Interesting thing is, since all the races have that +2, there's no reason to actually use it in game (the point of LA is to balance powerful PCs against less powerful ones). So all the races of my game have 2 less LA than they would anywhere else. Thus, a core-rules Drow would be allowed in my game sans LA at 1st level, if I used core rules Drow (they're actually modified in this setting too). None of the races have racial HD, even if they would in core rules; thus, the race of Minotaurs in my game is actually considerably less powerful than that in the Monster Manual, starting with only 1 hit die like everybody else and only +6 STR, +2 CON and -2 CHA for their stat adjustments. This sort of fiddling has allowed me to throw in wildly different creatures like PC illithids (though the illithid subraces all have a LA +1 or higher even with the subtracted-out 2) and thri-kreen (no LA). Encounter-wise, I just keep the phantom +2 levels in mind, and don't pull punches when throwing more powerful monsters at my PCs.
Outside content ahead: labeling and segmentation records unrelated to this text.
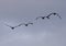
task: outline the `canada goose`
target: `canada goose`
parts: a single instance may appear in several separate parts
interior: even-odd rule
[[[50,18],[51,15],[57,15],[59,19],[62,19],[61,16],[59,16],[59,14],[58,13],[50,13],[47,16]]]
[[[29,24],[33,24],[33,23],[23,23],[23,25],[28,26]]]
[[[8,24],[6,24],[7,26],[9,26],[9,27],[11,27],[11,30],[14,30],[15,27],[19,27],[19,26],[21,26],[22,24],[19,24],[19,25],[16,25],[16,26],[10,26],[10,25],[8,25]]]
[[[41,18],[42,20],[44,20],[44,19],[45,19],[45,16],[38,16],[38,18],[36,18],[35,20],[38,20],[40,18]]]

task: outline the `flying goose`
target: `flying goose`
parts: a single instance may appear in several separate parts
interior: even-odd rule
[[[58,13],[55,13],[55,12],[50,13],[46,18],[50,19],[51,15],[57,15],[59,19],[62,19],[62,18],[59,16],[59,14],[58,14]]]

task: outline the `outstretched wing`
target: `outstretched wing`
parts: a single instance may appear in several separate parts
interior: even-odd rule
[[[9,26],[9,27],[12,27],[12,26],[10,26],[10,25],[8,25],[8,24],[4,24],[4,25],[7,25],[7,26]]]
[[[16,26],[14,26],[14,27],[19,27],[19,26],[21,26],[21,25],[24,25],[25,23],[21,23],[21,24],[19,24],[19,25],[16,25]]]
[[[61,15],[59,15],[58,13],[56,13],[56,15],[57,15],[59,19],[62,19]]]

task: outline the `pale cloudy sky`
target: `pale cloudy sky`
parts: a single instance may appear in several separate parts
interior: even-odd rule
[[[59,20],[38,20],[34,25],[11,30],[41,15],[57,12]],[[66,46],[66,0],[0,0],[0,46]]]

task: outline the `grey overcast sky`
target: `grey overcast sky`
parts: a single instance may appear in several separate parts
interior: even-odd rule
[[[37,16],[57,12],[62,20],[38,20],[11,30]],[[0,0],[0,46],[66,46],[66,0]]]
We also use the UA buyoff rules, so most of the oddball PCs in my games, past and present, have bought theirs off by the time the game gets into high-level territory. The sole exception in presently-running games is one of the PC dragons in the Epic party- she never bought her LA off and is still playing with +3. But since the party's now 28th, and she
is a dragon of age category 8 or so even with the LA, nobody really minds much.
Even with this vast wealth of options though, most players have preferred to stick with basic humans and elves, or at any rate human subraces and elf subraces. I suppose they find it easier to make a 'roleplay connection' with creatures whose lives are not dissimilar to their own. That said, my two currently-running games do feature a few oddballs. The Epic game has two PC dragons (one a homebrew race called a Pink dragon, who never bought off her LA, the other a Deep dragon who did buy his off), a plains-dwelling lion-aspected Tabaxi variant called a Leonal, and a templated (half-Water Elemental) elf.
The other game (presently at 16th level) features a Psylon (one of the illithid subraces) Telepath, the nominal party leader, and until recently featured a Grippli Cleric. The frog's player was dissatisfied with how his character was working out in the game (sadly the Telepath was partly responsible for this, since he figured out a way within the psionics rules to do the Cleric's main schtick better than he did), so he requested a new character. That new character joined last session, and is a Crystalloid (living crystal creature sort of like a crystalline Earth Elemental, based somewhat on the crystal race from the Robotech Sentinels series) Warlock. This character, at least, fills a unique niche in the party that nobody else is even close to matching, so the problem shouldn't recur.
The Crystalloid bought off his LA during character creation- we do that by just subtracting out the XP that would have been paid to do it, from the character's starting total (whatever that turns out to be). If that subtraction ends up reducing the character's final level, then oh well; the level gets reduced. The character will make it up by gaining more XP over time, we figure- it seems to work out fairly well in practice.